Question

Apply the division algorithm to find the quotient and remainder on dividing $f\left(x\right)$ by $g\left(x\right)$ as given below:

$f\left(x\right)=x^4-5x+6,g\left(x\right)=2-x^2$ [4 MARKS]

Answer 1

Concept : 1 Mark
Application : 1 Mark
Calculation : 2 Marks

We have,

$f\left(x\right)=x^4+0x^3+0x^2-5x+6$ and $g\left(x\right)=-x^2+2$

Here, degree $\left(f\right(x\left)\right)=4$ and degree $g\left(x\right)=2$

Therefore, quotient $q\left(x\right)$ and remainder $r\left(x\right)$ are of degree 2 and less than 2 respectively.

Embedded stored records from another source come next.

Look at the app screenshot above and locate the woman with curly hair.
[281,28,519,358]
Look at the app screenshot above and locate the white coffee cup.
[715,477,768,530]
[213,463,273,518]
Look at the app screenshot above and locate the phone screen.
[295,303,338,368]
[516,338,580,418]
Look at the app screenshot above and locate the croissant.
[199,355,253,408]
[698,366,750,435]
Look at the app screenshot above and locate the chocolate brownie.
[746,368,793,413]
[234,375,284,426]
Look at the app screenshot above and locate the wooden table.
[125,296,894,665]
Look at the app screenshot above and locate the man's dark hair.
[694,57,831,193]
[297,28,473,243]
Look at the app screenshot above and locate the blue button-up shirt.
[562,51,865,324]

Let $q\left(x\right)=a{x}^2+bx+c$ and $r\left(x\right)=px+q$

By division algorithm, we have

$f\left(x\right)=g\left(x\right)\times q\left(x\right)+r\left(x\right)$

$\Rightarrow x^4+0x^3+0x^2-5x+6=(-x^2+2)(a{x}^2+bx+c)+px+q$

$\Rightarrow x^4+0x^3+0x^2-5x+6=-a{x}^4-b{x}^3+(2a-c)x^2+(2b+p)x+2c+q$

Equating the coefficients of various powers of x, we get

-a = 1 [On equating the coefficients of $x^4$]

-b = 0 [On equating the coefficients of $x^3$]

2a - c = 0 [On equating the coefficients of $x^2$]

2b + p = -5 [On equating the coefficients of $x$]

and, 2c + q = 6 [On equating the constant terms]

Solving these equations, we get

a = -1, b = 0, c = -2, p = -5 and q = 10

$\therefore$ Quotient $q\left(x\right)=-x^2-2$ and Remainder $r\left(x\right)=-5x+10$